PEARL
My poems will make me not be alone, happening like a train whistle happens, late at night when no one writes it, an echo of parallel loneliness, dinosaur-solemn, a moon through the tender air, seeking its reflection among my fingers, trembling ferns, and rolling off
to explode on the surface of water, a sweaty dancer, radiating shards of bright green steam, an atom bomb, a roar of shrapnel
releasing me.
There will be no metaphors ever again, but only an empty lakebed.
My fingers will not be nerveless ferns, my thoughts, not the surface of water.
No poems will plunge like overweight dancers.
There will be no such thing as train whistles, no mangrove groves or citrus roots.
No one will have heard of an “antler of meaning,” no words will ripple or swoop.
The tremolo of longing will lie in its bed, sentences slashing through the window, and I will shut it, finding sleep.
By the time I wake, I will have forgotten.
II.
After my poem has happened, I will wish I could take it back.
The curtains will hang limply and I will stare into my hands, imagining all the might-have-beens
fixated on the moment I could have discreetly replaced the moon with a harmless, ordinary light-bulb.
I will shamble between the burnt-out meteorite and the lip of the ancient lakebed, staring into the wasteland a single metaphor could repopulate, if only there were any left.
As decades pass, the elements will exhume the petrified remains of metaphor fragments
which I will desperately try to reassemble:
I will attach the cow-thick, bovine vertebrae of one metaphor to the hollow, avian femur of another.
I will draw the cartoonish, popular culture face of Mr. Wilson on the skull of one metaphor, staging soliloquies of surpassing tragicomic pathos with my bearded self, while praying for a Dark Romantic lightning strike to animate the Dr.
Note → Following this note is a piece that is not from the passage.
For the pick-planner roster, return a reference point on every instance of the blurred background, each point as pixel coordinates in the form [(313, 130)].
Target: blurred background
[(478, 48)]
Frankenstein contraption of another.
I will make use of complex aleatory devices that require armies of critical exposition for one metaphor, and shamelessly use my position of institutional authority to advance a “metaphor agenda” for another.
I will apply for government money to create a metaphor museum, showcasing a disappointing hodgepodge of fossils.
I will build an enormous industrial assembly line and mass-produce hundreds of thousands of scientifically identical plastic metaphors and get you to buy them.
I will expand on the ideas of both a metaphor museum and a metaphor factory ad nauseum, until they become so unwieldy I extract them as separate Codas to Pearl.
III.
Nothing I try will work.
Metaphors are dead
and moons no longer walk the earth.
I will return to the husk of the celestial boulder and do what I can to fill the days.
I will still feel loneliness, but it will be an inchoate blob of loneliness, no different than anyone else’s.
Burly men will return the mismatched skeletons from the museum to me in boxes.
At first, I will take them out regularly and touch their dimensional surfaces, exploring the fading tactical resonance of what they used to mean.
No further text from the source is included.